Enquanto Juliano e Edvaldo se comunicavam por sinais, o terceiro membro da equipe, Mauro, que fora alertado pelo flash da máquina fotográfica, se aproximou da esplendorosa carcaça do crustáceo, e puxou-a.

Não se saberá jamais se foi o simples toque naquele objeto, ou se o fato dele ter sido arrancado da cracaria o que deflagrara um tipo de gatilho: um clarão azul inundou o entorno, fremente como uma onda de choque, adensando por um instante a água com seu pulso, cegando e atordoando os três mergulhadores. Após dissipar-se, não havia mais turbidez maculando a água, agora límpida. Junto com a poeirenta fuligem marinha, desaparecera a própria plataforma.

- O que você fez? – gritou Juliano pelo rádio. Mauro, desnorteado e com a concha nas mãos, não podia falar, e com a mão livre fez sinal de espalmá-la na horizontal, como quem diz “não sei!”

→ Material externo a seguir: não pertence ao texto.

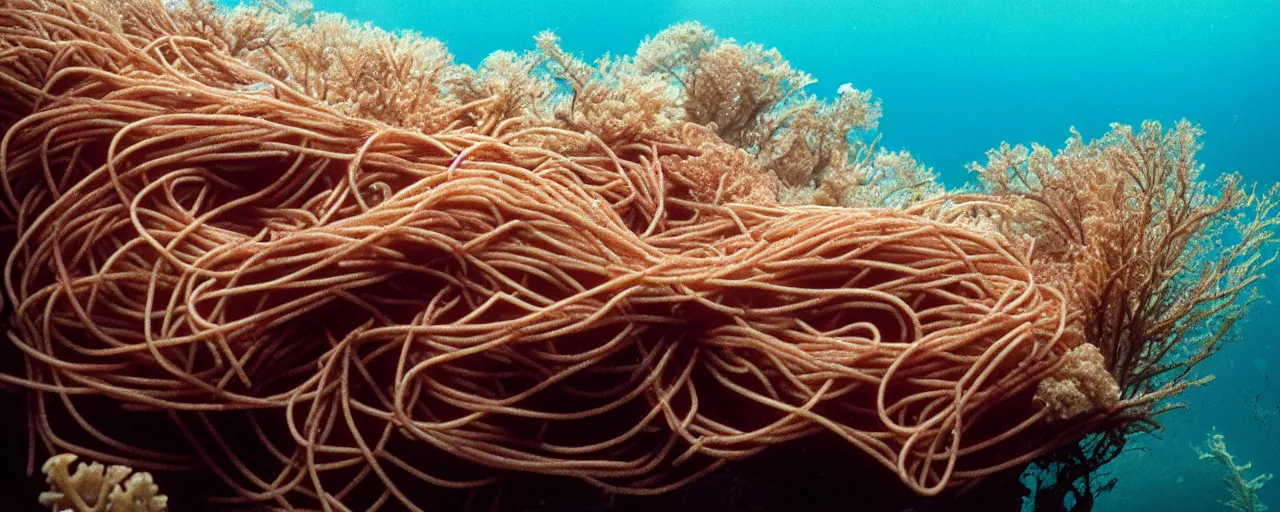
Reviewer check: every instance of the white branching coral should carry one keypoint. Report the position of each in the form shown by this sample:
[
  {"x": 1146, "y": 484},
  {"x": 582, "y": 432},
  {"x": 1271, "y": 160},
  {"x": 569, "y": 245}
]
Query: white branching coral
[
  {"x": 1080, "y": 385},
  {"x": 1244, "y": 490},
  {"x": 96, "y": 488}
]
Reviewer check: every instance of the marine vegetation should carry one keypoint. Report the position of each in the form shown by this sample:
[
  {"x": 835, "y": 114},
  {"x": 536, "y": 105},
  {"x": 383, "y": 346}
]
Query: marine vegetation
[
  {"x": 1244, "y": 490},
  {"x": 319, "y": 265}
]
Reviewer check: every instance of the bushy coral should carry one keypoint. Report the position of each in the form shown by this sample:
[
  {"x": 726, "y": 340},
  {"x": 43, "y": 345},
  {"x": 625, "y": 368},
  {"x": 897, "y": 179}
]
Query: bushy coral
[{"x": 94, "y": 488}]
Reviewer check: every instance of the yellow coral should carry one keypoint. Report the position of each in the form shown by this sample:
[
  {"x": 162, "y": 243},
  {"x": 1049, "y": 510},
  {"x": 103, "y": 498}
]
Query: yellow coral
[
  {"x": 1082, "y": 384},
  {"x": 96, "y": 488}
]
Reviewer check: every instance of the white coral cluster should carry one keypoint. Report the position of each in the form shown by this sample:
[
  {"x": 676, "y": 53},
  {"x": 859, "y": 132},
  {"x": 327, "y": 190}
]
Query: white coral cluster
[
  {"x": 96, "y": 488},
  {"x": 1082, "y": 384}
]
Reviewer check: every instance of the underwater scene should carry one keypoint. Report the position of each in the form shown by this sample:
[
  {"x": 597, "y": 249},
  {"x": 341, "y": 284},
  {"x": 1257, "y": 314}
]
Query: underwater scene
[{"x": 626, "y": 255}]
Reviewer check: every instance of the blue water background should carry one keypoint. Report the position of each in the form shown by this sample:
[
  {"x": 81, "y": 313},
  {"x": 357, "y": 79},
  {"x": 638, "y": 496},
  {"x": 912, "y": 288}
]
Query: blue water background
[{"x": 958, "y": 78}]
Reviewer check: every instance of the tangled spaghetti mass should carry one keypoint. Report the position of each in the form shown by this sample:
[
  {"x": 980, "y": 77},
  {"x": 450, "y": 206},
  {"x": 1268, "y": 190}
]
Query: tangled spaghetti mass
[{"x": 327, "y": 309}]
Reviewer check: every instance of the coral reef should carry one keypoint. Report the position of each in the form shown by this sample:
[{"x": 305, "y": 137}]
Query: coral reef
[
  {"x": 324, "y": 264},
  {"x": 1244, "y": 490},
  {"x": 94, "y": 488}
]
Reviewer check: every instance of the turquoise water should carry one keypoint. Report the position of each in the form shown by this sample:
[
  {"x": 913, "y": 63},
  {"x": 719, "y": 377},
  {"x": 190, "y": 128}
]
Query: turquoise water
[{"x": 959, "y": 77}]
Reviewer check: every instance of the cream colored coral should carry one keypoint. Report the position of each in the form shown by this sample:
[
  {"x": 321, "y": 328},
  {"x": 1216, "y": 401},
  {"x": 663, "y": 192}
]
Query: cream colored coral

Edvaldo, após olhar em todas as direções, comunicou o sumiço da plataforma.

- A plataforma sumiu! Será que a explosão nos lançou para longe dela?

Mas aquela explosão fora mais de luz do que de ondas de choque. Juliano instintivamente apertou com mais força a coronha de seu arpão.

A tentativa de comunicação via rádio com a superfície redundara apenas em silêncio. Sequer as mudanças de frequência do rádio davam algum sinal. Juliano, líder da equipe, fez sinal para o grupo emergir.

Além do espelho d’água, uma paisagem arcana, feita de azuis e matas intactas, os saudara. Nenhum navio, nenhum edifício. Um horror frágil e desconcertante tomou conta dos mergulhadores, emudecendo-os.

Ao longe, divisaram a luz de uma fogueira, que ardia apesar do sol que ainda brilhava naquele final de tarde. Juliano fez sinal para que eles avançassem para a praia.

Mauro, menos experiente, não se conteve:

– Juliano, o que está acontecendo? Fomos jogados pra longe? Cara, olhe para o outro lado da baía!!!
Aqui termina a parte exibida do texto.